10-year-old Desmond Is Amazing, one of the young children in attendance
Over the course of the weekend, I never saw RuPaul himself. His fleeting appearances were a running gag at the event, with many staff and guests joking about the supposed "rare sightings" as if the drag legend was a literal unicorn instead of one of the most recognizable faces in show business. But what mattered about DragCon was less Ru's physical presence and, more, his aura, which was felt in every nook and cranny.

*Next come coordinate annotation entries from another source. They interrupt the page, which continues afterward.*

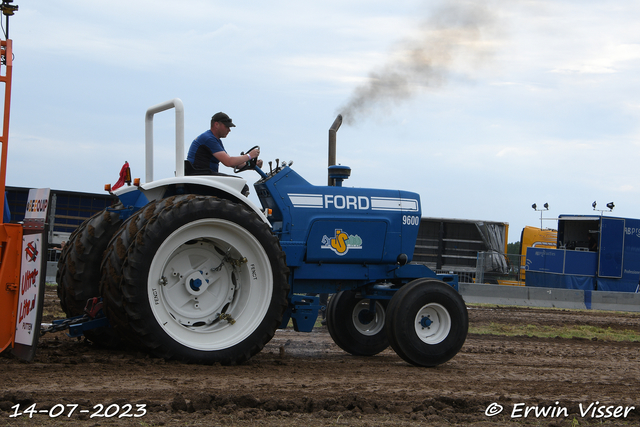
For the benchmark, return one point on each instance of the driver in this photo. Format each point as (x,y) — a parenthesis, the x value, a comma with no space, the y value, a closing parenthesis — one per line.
(207,150)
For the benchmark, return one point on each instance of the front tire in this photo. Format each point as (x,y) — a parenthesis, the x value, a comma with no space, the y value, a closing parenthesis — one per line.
(427,322)
(354,327)
(202,281)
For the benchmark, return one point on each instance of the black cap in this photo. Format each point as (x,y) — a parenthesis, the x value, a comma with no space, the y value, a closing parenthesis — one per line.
(222,118)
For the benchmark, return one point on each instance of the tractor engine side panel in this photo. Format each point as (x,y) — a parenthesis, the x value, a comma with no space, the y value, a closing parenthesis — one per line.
(323,224)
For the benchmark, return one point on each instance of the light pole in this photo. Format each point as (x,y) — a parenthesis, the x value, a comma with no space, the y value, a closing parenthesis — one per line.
(546,208)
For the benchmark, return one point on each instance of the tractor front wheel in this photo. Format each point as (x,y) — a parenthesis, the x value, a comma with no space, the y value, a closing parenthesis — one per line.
(427,322)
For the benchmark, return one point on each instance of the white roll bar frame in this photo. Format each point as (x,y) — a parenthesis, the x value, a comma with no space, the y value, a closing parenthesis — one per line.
(148,136)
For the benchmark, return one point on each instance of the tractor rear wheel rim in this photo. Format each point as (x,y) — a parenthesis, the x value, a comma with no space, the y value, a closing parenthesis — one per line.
(210,284)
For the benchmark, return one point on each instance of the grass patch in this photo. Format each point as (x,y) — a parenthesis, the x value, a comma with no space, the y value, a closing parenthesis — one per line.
(564,331)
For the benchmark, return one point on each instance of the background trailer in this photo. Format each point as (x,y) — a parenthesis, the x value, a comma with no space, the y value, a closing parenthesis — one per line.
(593,253)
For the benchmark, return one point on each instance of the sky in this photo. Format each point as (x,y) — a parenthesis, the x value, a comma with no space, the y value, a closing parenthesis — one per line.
(481,107)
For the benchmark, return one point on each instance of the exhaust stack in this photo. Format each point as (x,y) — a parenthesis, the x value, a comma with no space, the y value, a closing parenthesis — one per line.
(332,146)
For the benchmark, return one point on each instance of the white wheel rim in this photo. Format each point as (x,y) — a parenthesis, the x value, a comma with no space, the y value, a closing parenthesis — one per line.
(432,323)
(362,321)
(187,295)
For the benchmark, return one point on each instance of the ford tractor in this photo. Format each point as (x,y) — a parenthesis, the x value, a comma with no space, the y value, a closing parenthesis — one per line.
(188,268)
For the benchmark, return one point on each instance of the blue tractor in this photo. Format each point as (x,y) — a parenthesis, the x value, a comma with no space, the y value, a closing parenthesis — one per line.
(188,268)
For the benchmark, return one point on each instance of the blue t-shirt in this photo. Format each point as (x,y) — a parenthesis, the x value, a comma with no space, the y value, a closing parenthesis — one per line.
(202,150)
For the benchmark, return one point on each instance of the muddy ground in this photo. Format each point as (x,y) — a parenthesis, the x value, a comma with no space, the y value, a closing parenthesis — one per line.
(305,380)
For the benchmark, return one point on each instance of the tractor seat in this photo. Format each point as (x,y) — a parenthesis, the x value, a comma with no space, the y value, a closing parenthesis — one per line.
(189,170)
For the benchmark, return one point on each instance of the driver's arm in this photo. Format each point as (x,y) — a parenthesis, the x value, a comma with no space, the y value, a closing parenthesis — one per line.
(234,161)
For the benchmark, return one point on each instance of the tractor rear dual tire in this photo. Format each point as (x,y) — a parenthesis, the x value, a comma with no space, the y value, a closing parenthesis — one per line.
(78,274)
(354,327)
(196,279)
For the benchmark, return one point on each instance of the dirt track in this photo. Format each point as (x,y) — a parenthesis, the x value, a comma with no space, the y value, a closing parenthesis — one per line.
(305,379)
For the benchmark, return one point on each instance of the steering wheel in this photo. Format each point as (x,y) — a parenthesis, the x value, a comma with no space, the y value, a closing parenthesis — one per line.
(251,164)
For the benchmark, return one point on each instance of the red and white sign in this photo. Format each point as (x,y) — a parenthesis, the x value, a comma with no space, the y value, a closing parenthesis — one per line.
(30,272)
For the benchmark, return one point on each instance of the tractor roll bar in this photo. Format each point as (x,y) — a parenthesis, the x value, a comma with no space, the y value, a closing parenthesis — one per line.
(148,136)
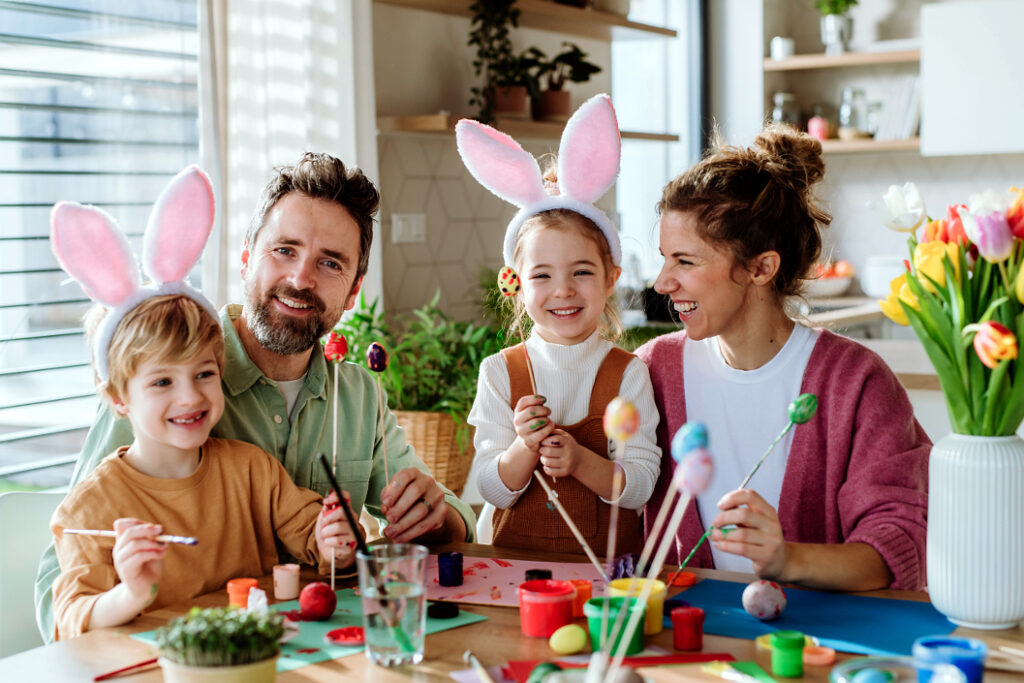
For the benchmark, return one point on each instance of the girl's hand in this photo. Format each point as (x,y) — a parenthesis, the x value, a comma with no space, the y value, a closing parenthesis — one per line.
(560,455)
(334,536)
(758,535)
(137,558)
(532,421)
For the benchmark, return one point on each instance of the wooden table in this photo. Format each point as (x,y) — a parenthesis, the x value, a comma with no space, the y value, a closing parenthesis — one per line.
(494,641)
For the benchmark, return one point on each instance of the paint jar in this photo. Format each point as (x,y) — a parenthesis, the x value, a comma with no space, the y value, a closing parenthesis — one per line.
(545,605)
(968,654)
(787,653)
(238,591)
(286,582)
(593,610)
(653,620)
(585,591)
(450,568)
(687,628)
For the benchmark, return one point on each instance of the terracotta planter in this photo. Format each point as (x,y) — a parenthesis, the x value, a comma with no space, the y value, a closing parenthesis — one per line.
(257,672)
(553,105)
(510,101)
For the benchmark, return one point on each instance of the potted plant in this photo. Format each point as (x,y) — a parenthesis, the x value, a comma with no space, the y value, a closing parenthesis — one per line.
(223,644)
(504,88)
(837,26)
(430,378)
(551,102)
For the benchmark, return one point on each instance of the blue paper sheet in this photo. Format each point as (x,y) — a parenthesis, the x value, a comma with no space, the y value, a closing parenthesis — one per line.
(846,623)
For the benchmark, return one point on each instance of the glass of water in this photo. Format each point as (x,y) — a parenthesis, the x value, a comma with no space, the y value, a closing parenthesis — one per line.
(392,583)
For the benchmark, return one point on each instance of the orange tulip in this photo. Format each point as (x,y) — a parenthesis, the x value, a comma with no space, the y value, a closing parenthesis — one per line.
(993,342)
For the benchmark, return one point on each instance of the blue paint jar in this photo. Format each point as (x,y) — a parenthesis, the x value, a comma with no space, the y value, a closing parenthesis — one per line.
(968,654)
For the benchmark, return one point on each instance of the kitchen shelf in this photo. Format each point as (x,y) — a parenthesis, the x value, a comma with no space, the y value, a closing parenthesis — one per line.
(854,146)
(551,16)
(809,61)
(517,128)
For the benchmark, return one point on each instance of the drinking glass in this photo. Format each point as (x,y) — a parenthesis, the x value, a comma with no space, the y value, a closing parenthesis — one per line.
(392,583)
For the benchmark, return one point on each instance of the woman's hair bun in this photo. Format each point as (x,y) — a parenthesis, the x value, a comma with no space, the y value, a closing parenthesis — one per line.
(793,158)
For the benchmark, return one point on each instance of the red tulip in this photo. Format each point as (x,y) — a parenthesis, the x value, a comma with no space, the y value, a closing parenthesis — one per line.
(993,342)
(336,347)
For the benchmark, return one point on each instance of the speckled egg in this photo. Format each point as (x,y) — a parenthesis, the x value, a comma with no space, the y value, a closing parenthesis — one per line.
(764,600)
(568,640)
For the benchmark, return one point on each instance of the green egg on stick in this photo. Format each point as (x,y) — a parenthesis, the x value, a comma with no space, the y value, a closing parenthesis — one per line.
(801,410)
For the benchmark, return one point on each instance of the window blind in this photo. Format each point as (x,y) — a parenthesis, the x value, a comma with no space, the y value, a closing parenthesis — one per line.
(98,103)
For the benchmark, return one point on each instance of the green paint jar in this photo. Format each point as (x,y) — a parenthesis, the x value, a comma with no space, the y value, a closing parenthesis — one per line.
(787,653)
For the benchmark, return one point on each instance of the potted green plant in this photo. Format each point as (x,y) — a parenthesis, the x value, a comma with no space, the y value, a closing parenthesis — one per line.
(430,378)
(551,101)
(503,90)
(223,644)
(837,25)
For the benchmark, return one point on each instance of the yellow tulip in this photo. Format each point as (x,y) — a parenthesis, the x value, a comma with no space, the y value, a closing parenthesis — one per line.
(928,258)
(890,305)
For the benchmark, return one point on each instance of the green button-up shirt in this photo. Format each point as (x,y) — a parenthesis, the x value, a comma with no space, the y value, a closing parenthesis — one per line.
(255,412)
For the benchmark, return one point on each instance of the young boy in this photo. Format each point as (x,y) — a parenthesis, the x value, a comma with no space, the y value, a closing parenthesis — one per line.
(164,364)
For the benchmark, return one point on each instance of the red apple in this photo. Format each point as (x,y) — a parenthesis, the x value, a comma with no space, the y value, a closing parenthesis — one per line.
(317,601)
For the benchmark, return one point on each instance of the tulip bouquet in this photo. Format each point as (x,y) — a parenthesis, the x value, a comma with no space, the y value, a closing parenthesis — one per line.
(963,293)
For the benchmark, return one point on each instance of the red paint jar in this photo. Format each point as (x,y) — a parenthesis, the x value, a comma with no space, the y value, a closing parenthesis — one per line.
(687,628)
(545,606)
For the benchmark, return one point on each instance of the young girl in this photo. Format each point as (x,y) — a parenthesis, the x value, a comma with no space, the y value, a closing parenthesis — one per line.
(566,253)
(842,502)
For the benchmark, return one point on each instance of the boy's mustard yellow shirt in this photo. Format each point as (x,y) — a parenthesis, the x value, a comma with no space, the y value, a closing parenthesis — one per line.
(239,504)
(255,412)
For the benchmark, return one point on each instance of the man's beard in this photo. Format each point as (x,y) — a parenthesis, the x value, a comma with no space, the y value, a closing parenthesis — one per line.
(284,334)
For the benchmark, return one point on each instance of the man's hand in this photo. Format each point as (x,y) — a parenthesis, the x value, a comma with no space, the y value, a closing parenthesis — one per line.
(334,536)
(137,558)
(414,505)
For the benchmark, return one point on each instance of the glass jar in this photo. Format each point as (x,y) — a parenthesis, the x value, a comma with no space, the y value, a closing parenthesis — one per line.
(852,114)
(785,111)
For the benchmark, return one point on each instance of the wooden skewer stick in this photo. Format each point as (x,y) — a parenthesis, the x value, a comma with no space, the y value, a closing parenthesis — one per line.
(568,520)
(163,538)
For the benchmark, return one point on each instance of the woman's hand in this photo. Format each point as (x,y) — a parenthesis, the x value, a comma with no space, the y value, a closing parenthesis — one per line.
(334,536)
(757,536)
(560,455)
(138,559)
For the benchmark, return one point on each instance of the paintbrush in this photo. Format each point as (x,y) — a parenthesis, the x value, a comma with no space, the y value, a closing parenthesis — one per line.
(163,538)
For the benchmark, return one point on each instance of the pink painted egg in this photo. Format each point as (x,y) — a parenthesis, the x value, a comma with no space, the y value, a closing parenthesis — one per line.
(694,471)
(621,420)
(764,600)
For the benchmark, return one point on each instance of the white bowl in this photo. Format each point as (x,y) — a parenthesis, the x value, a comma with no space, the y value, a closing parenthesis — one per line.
(822,288)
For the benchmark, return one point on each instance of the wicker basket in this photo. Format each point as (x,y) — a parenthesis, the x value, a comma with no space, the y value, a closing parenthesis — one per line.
(433,436)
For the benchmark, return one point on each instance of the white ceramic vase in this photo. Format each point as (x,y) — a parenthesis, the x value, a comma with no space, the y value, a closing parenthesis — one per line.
(976,529)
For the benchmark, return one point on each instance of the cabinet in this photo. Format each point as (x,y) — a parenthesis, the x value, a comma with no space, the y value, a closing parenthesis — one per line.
(543,14)
(816,77)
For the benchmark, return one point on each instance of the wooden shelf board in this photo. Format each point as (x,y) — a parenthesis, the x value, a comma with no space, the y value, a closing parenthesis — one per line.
(806,61)
(552,16)
(518,128)
(868,145)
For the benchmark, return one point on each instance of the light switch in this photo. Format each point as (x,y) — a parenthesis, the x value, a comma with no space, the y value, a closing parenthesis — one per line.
(409,227)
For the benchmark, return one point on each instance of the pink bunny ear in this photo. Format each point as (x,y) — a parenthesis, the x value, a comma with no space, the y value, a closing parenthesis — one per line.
(590,151)
(92,250)
(179,226)
(499,163)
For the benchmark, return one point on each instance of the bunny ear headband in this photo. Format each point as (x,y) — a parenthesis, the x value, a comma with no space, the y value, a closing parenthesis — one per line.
(92,250)
(588,165)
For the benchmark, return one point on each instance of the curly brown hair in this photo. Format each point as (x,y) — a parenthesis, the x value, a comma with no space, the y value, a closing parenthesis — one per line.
(758,199)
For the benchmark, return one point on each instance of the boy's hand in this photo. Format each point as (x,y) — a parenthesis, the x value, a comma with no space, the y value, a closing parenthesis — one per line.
(531,420)
(560,455)
(333,532)
(137,558)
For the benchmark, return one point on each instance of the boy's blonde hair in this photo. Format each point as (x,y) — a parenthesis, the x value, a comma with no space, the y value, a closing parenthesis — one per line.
(163,329)
(610,325)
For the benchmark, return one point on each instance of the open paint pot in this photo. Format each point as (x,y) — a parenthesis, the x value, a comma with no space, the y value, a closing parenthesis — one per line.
(545,606)
(593,610)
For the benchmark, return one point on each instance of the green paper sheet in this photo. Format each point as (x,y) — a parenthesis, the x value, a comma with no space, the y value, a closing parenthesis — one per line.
(310,647)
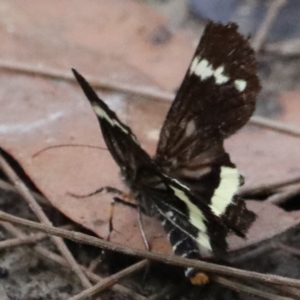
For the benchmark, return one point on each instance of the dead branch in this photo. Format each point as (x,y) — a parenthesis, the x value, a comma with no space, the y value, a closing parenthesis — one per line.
(146,92)
(167,259)
(35,207)
(60,260)
(110,281)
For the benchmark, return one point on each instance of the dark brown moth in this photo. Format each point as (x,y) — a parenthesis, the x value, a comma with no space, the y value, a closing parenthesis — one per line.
(191,185)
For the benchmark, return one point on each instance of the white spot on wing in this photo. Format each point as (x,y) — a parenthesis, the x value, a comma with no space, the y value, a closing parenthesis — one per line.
(179,183)
(219,76)
(102,114)
(240,84)
(203,69)
(190,128)
(153,134)
(229,184)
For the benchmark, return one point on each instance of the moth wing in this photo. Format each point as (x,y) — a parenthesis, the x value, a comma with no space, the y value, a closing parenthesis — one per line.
(216,98)
(197,222)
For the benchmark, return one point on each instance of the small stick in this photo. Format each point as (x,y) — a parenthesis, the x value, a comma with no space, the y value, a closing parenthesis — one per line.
(266,188)
(9,187)
(15,242)
(250,290)
(283,196)
(111,280)
(60,260)
(272,13)
(35,207)
(167,259)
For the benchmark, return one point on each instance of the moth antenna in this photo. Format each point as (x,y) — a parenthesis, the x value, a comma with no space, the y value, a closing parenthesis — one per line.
(66,145)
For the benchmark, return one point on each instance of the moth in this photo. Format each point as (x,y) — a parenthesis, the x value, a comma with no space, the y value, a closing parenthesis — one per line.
(191,185)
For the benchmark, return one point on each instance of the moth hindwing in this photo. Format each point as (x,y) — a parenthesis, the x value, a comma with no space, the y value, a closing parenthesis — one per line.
(191,184)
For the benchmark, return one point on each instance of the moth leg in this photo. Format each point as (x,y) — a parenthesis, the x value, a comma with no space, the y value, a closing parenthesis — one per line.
(104,189)
(111,212)
(140,222)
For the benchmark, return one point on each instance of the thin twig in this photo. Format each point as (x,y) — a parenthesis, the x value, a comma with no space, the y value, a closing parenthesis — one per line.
(283,196)
(60,260)
(277,126)
(146,92)
(288,249)
(10,187)
(15,242)
(250,290)
(110,281)
(267,188)
(35,207)
(167,259)
(272,13)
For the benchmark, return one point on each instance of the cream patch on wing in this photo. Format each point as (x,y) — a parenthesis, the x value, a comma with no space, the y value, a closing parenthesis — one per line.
(223,195)
(196,218)
(203,69)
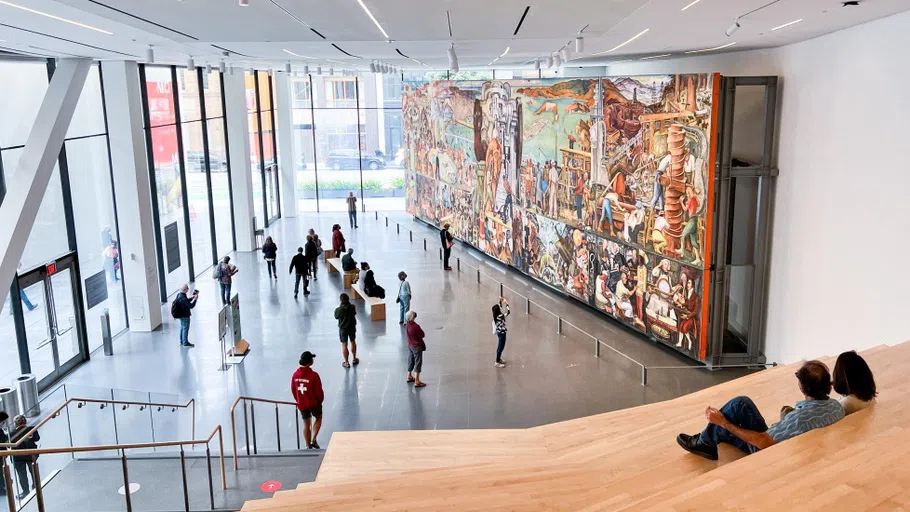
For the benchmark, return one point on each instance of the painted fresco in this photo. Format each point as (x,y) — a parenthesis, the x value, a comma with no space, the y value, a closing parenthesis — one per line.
(596,187)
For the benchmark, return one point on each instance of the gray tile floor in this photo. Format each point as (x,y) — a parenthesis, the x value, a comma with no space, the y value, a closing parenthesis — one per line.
(550,377)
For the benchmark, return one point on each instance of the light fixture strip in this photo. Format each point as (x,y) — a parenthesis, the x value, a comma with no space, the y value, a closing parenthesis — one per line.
(58,18)
(636,36)
(375,22)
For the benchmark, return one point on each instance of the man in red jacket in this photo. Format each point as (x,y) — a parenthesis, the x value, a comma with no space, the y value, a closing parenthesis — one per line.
(307,390)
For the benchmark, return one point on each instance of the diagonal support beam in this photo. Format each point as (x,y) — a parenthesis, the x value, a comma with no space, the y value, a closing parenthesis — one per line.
(26,189)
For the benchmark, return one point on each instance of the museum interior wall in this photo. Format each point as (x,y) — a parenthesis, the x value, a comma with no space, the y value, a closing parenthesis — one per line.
(840,193)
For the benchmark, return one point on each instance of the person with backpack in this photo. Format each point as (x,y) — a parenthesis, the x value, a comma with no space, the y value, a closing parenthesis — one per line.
(306,388)
(181,310)
(270,253)
(300,263)
(224,274)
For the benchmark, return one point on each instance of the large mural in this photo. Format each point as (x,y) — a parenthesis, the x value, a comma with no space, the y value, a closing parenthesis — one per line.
(599,188)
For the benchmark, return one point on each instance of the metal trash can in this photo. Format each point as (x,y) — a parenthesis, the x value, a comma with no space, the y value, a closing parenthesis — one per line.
(28,394)
(9,401)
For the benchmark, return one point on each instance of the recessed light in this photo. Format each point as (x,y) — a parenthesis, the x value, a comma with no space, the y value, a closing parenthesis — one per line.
(794,22)
(373,18)
(721,47)
(58,18)
(636,36)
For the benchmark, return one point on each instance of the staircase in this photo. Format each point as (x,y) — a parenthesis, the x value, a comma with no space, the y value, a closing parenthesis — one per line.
(629,459)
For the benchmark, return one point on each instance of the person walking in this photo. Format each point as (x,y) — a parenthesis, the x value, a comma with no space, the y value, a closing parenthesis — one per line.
(181,309)
(352,209)
(225,274)
(447,242)
(416,348)
(23,463)
(270,252)
(314,263)
(346,314)
(500,312)
(306,387)
(337,241)
(404,296)
(301,265)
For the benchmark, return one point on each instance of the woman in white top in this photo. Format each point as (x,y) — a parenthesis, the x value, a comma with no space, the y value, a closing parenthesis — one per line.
(854,382)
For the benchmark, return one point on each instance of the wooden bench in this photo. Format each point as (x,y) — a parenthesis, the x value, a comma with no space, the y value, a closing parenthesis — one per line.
(377,305)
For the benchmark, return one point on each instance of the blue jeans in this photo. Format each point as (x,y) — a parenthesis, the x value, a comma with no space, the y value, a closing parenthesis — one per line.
(501,346)
(184,330)
(404,305)
(225,293)
(741,412)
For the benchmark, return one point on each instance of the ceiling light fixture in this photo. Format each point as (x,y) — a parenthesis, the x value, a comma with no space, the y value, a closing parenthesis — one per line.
(713,49)
(636,36)
(373,18)
(58,18)
(785,25)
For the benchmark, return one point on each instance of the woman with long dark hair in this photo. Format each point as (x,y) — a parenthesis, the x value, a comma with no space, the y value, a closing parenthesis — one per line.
(500,312)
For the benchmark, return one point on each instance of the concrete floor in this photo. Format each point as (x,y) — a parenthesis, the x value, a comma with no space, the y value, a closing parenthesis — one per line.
(550,377)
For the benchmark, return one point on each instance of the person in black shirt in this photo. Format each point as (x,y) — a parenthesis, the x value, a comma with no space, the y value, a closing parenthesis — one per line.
(301,264)
(447,242)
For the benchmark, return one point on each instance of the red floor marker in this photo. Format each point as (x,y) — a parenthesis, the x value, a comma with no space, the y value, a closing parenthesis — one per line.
(271,486)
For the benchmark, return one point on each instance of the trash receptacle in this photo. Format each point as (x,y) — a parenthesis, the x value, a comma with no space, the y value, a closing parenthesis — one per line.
(28,394)
(9,401)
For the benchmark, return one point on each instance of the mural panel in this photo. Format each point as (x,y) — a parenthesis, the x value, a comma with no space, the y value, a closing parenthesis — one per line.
(596,187)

If you walked down any of those cleverly named aisles to the end, you would most likely end up in a carpeted area that doubled as a retrospective of some of RuPaul's most iconic looks on Drag Race. Stretched across the back wall and, though entry into the space was open to everyone, roped off with red velour stanchions, the area displayed a few key pieces from Ru's otherworldly wardrobe, including his polka-dotted pink suit, as well as the gorgeous painted Zaldy gown he wore in this season's episode with Kesha.
A retrospective of some of RuPaul's most iconic looks from the series
As I walked around this little museum of sorts, I tried to place each look—doing my best to remember when Ru wore it, and how she looked. It was hard (I think I managed to place maybe six or seven of the at least ten that were there), but I realized something as I did it. RuPaul's legacy transcends any singular element about his being—it's much more than his style, or even the charisma, uniqueness, nerve, and talent from which he's built an empire. The truth is, when all is said and done, we love RuPaul not as much for what he has done for himself, but for what he has done and continues to do for everyone else.
Even without RuPaul, DragCon—just like Drag Race itself—is carrying on that legacy.
There's really only one thing to say: Long live DragCon!